Today, we have the MLS (Multiple List Service) to do that for us. Open listings are not allowed on our MLS. And if the lisitng is not on the MLS, it is not on any of the agent’s websites with MLS feeds…and it is not on Realtor.com. Additionally, it will not show up on franchise websites such as Weichert.com. Nor will it be automatically syndicated to the hundreds of portals that accept MLS feeds, like Zillow and Trulia.
At best, it will appear on the agent’s own website, if the agent HAS one (why would you list with an agent who does not have his or her own website? What does that tell you about their internet savvy?). Chances are, the listing will be briefly circulated around the office, possibly posted on a bulletin board, posted once or twice on CraigsList, and then stuck in a drawer until that perfect buyer comes along…IF that buyer happens to find the agent, that is…

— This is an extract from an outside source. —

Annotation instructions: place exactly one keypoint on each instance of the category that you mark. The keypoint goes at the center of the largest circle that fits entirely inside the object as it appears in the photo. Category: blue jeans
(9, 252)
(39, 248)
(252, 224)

An exclusive right to sell listing will get put EVERYWHERE – and EVERYONE will have an opportunity to bring a buyer. Exclusive listings end up on everyone’s website that features an MLS feed. They are on Realtor.com, and they will be on Zillow, Trulia, Weichert.com and hundreds of other sites.
In a nutshell, an open listing hurts the seller more than it helps anyone. Additionally, I’m not willing to pour my heart, soul, and financial resources into marketing a listing that is just as likely to be sold by Joe Schmoe down the street and leave me with a lot of wasted time, energy, and money on my hands.
Open listings are just not smart business, period. Maybe they were years ago in the dark ages of pre-MLS real estate, but welcome to the present.